Inoltre, la Commissione ha presentato una nuova Agenda dell’Ue sulle droghe, che secondo Europol sono la maggiore fonte di denaro per la criminalità organizzata in Europa, dove si stima che ogni anno si spendano 30 miliardi di euro in droga, mentre secondo la Commissaria per gli Affari interni Ylva Johansson l’Ue sta diventando da regione di consumo a regione di produzione. “Le droghe sintetiche sono prodotte su scala industriale nell’Ue”, ha dichiarato, aggiungendo che solo l’anno scorso le autorità hanno sequestrato 100 tonnellate di cocaina.

Johansson ha anche presentato un nuovo piano d’azione contro il traffico di armi da fuoco. “Ci sono 45 milioni di armi illegali di proprietà di civili nell’Ue, cioè più di quelle legalmente possedute”, ha detto la Johansson ai giornalisti, aggiungendo che la Commissione mira a rivedere l’attuale quadro sul sequestro dei beni dei criminali.

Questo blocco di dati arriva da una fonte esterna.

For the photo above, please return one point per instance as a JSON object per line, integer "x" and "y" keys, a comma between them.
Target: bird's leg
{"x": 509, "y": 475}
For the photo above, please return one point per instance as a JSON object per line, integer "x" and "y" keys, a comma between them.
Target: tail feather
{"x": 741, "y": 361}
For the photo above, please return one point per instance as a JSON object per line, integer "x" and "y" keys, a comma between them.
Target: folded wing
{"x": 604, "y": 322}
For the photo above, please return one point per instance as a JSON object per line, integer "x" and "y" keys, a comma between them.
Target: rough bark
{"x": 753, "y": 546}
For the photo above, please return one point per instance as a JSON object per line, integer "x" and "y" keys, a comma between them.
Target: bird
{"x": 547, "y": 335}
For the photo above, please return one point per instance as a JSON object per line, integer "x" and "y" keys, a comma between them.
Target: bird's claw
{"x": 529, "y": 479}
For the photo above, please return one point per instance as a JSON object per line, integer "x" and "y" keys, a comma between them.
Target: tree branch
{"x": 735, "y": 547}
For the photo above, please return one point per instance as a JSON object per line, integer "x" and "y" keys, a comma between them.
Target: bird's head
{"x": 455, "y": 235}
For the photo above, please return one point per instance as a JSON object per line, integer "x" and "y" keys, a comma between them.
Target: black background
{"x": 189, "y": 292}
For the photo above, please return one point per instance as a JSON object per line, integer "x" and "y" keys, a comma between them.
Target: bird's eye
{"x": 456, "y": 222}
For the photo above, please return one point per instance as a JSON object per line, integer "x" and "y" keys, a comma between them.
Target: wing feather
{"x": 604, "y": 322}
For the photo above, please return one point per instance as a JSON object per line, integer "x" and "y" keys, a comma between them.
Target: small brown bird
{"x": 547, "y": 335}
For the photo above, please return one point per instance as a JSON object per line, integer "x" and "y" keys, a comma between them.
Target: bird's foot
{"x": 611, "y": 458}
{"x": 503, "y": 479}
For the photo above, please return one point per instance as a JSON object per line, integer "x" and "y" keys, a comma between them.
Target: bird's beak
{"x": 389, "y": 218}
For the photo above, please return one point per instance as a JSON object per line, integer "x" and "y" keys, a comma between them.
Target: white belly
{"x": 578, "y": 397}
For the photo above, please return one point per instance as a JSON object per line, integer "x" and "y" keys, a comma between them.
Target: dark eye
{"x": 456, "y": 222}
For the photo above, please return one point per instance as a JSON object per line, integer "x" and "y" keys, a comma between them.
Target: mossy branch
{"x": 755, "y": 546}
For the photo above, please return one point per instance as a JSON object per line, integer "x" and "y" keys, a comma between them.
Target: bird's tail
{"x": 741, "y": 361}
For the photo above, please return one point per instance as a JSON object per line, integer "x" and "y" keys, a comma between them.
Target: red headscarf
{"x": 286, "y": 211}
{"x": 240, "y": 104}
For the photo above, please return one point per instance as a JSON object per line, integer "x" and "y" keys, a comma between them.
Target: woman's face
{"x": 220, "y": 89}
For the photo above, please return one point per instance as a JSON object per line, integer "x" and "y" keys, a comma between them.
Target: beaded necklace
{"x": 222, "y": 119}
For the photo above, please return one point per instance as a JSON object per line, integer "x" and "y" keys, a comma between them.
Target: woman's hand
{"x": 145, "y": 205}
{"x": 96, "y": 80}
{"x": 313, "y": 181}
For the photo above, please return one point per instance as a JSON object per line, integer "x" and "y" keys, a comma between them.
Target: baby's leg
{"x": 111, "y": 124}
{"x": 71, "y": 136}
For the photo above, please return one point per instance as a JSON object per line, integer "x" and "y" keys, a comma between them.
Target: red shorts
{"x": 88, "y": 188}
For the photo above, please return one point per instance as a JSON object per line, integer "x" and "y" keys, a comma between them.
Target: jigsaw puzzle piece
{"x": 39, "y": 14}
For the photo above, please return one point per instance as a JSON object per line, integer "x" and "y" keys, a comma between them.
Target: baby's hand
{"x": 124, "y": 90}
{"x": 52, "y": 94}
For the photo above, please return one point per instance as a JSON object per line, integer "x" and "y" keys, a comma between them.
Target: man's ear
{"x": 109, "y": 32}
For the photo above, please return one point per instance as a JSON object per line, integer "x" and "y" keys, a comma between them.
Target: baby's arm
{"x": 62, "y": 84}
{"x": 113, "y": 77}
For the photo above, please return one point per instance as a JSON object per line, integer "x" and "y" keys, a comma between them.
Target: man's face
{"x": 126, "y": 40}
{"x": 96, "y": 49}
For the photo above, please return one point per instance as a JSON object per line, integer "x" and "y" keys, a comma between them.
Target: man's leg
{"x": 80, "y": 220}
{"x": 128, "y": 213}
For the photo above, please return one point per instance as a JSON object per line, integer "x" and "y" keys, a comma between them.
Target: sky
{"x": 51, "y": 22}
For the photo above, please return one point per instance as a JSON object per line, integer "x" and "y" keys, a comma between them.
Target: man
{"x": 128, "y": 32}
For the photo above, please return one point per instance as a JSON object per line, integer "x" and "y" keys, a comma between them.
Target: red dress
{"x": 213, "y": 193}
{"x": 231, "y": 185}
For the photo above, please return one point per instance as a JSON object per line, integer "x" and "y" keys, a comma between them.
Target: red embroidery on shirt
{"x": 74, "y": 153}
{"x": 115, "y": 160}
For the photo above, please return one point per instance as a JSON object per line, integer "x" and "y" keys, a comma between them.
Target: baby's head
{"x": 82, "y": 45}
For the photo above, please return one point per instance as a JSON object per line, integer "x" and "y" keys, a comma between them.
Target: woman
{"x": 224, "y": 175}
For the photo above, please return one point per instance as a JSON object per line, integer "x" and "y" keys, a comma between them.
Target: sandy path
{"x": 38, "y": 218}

Nel 2016, la riforma della politica dell’Ue in materia di armi da fuoco ha reso più severo il controllo delle armi in tutta l’Unione, rendendo più difficile per i cittadini dell’Ue ottenere e possedere determinate armi, oltre a creare regole più severe per la concessione di licenze e la registrazione delle armi.

L’esecutivo di Bruxelles aveva originariamente proposto un divieto totale del possesso civile di armi da fuoco semiautomatiche in grado di sparare un numero elevato di colpi, ma poi nel testo sono state incluse molteplici eccezioni e la formulazione sulla restrizione delle vendite online è troppa vaga. Alcuni funzionari della sicurezza hanno affermato che la legislazione è troppo “annacquata”.